Someone found a pen, and the rules were written on skin. L's messy scrawls full of curls and fingerprint smudges, Light's fast and slanting cursive underscored by horizontal scribbles, like a childish drawing of a tornado. They wrote out the guidelines to their own kind of normality and sealed the contracts with soft kisses and laughter.
'Light, that tickles!'
'It's your turn to write next.'
'You do realize that everyone will see the words?'
'Let them see. And we'll stop as soon as we can't come up with any new ones.'
They would always come up with more rules, more holding threads in the formerly tenuous web to keep themselves alive and above the rotting mess of the world.
So many standards in the universe they had all to themselves to keep the illusion operating smoothly. All illusions need rules and ordinances and laws, or else it collapses and buries itself under the dust. The smoke cloud covers up the feeding of the next empire.
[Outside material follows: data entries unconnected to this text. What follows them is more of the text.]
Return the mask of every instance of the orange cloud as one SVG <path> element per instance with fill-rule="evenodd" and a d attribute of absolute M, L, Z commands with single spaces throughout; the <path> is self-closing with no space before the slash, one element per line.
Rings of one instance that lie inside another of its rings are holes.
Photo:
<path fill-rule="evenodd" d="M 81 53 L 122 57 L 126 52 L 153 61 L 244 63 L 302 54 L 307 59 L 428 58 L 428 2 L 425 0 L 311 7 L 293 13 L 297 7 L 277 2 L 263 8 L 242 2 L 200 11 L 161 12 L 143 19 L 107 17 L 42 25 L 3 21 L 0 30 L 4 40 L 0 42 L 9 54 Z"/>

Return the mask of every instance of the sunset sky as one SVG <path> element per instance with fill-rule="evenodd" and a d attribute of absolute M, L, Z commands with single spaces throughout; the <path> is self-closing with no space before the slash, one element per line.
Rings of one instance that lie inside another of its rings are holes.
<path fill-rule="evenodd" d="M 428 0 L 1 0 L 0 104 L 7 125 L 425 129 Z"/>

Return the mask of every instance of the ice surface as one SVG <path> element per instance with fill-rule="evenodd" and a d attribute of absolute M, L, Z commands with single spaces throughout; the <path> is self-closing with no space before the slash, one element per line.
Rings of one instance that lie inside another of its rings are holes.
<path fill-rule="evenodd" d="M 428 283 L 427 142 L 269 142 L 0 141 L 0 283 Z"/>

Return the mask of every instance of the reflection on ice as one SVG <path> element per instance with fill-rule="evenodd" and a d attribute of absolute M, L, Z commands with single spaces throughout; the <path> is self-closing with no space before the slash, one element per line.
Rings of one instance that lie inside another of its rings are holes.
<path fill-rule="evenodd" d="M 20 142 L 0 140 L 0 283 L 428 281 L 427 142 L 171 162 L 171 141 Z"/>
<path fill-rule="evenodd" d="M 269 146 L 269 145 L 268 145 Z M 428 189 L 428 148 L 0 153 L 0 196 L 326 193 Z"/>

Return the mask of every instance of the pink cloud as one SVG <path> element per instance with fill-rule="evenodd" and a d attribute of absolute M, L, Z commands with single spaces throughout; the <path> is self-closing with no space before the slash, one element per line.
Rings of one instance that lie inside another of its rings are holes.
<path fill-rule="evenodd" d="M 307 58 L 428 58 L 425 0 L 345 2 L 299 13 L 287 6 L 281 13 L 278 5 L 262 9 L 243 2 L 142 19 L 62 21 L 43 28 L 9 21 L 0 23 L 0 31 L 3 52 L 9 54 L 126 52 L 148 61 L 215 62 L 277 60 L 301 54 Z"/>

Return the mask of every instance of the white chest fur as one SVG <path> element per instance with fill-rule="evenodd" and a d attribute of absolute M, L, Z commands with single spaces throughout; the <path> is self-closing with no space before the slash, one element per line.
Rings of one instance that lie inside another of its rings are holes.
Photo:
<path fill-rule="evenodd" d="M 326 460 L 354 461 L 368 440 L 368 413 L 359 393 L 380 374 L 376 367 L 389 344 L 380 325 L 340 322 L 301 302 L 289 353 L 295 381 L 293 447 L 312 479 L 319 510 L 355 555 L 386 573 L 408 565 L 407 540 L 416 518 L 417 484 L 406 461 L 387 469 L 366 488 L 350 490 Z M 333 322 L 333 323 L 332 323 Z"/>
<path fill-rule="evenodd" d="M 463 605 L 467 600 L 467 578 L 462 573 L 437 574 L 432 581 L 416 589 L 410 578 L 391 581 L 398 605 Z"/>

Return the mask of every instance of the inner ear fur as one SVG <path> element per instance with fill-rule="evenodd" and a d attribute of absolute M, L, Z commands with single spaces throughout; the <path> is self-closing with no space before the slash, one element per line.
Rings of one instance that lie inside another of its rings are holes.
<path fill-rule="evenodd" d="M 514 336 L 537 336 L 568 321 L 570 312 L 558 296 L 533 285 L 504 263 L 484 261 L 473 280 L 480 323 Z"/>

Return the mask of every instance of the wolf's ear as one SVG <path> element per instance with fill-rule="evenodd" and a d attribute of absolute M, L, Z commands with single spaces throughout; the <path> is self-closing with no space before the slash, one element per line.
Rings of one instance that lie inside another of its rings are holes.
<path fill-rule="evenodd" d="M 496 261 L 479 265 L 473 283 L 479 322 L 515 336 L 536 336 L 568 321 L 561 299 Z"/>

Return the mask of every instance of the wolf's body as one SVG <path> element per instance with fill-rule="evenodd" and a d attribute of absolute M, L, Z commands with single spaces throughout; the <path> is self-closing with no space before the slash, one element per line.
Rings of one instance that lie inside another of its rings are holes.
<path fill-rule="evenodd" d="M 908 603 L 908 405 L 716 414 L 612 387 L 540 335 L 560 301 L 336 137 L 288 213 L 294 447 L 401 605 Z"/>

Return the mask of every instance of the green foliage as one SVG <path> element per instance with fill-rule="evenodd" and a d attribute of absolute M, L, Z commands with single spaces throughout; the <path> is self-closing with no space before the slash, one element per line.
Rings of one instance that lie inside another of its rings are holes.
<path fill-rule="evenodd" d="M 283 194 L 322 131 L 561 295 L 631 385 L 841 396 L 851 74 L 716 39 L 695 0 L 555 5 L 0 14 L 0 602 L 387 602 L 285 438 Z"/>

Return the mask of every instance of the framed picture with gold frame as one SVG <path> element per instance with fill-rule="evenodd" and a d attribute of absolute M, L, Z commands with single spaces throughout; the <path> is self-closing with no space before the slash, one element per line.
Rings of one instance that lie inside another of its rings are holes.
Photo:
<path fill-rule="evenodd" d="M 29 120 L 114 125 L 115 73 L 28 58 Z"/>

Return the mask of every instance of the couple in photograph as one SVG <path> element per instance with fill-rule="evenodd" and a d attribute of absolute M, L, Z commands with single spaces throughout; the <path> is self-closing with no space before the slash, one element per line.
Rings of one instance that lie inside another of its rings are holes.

But the difference between a society's illusion and this private world's illusion was that in one, the inhabitants were fully aware of their restricting rules to the point where they could mock them.
Shackles in blue ink and words, written where flesh formed pleasing angles or around fingernail scratches or anywhere their chain touched, which was everywhere. Irons that freed instead of trapped. Or maybe it was the comfortable knowledge of being locked inside a prison of their own making.
Our pasts don't exist and don't matter. Full of desperate loops and whorls, scribbled across Light's back and crossing his shoulder blades.
We didn't end up together because of the Kira Case. L's forearm and fingers, Light being careful to avoid the scratches.
We can talk normally. L finished the 'y' on Light's collarbones with a slash.
No more games. Angry, dragging, deep-set lines pressed like brands into the pale skin covering L's ribcage.
No Kira Case. Everywhere. Anywhere there was space, the words were twisted to fit.
Underlined and bolded and traced over again and again until the blue ink started bleeding out in tiny lines and formed a web. L pressed his hand to Light's chest and imagined that the lines that ran off his fingertips could connect him to his suspect, his lover, his Light.
Angels, wings halfway between stripped and restored, covered in inky chains to keep themselves together.
The pen was running out of ink. The last note was written on their hands, and apart, it looked unfinished.
A prison as large as the world.
Does it matter if you can't escape?
'Goodnight,' Light said. L curled into his arms, his twenty-so years disappearing and turning him back into a child. A child with eyes clear and wide and most importantly, here, instead of trapped inside his head, dragging himself up a chain to climb out of old thoughts.
Goodnight, go to sleep, and I'll wait until you wake up. Not necessarily the morning of the next day. Rest as long as you like; I'll sit here by the side of your bed and chase away the monsters.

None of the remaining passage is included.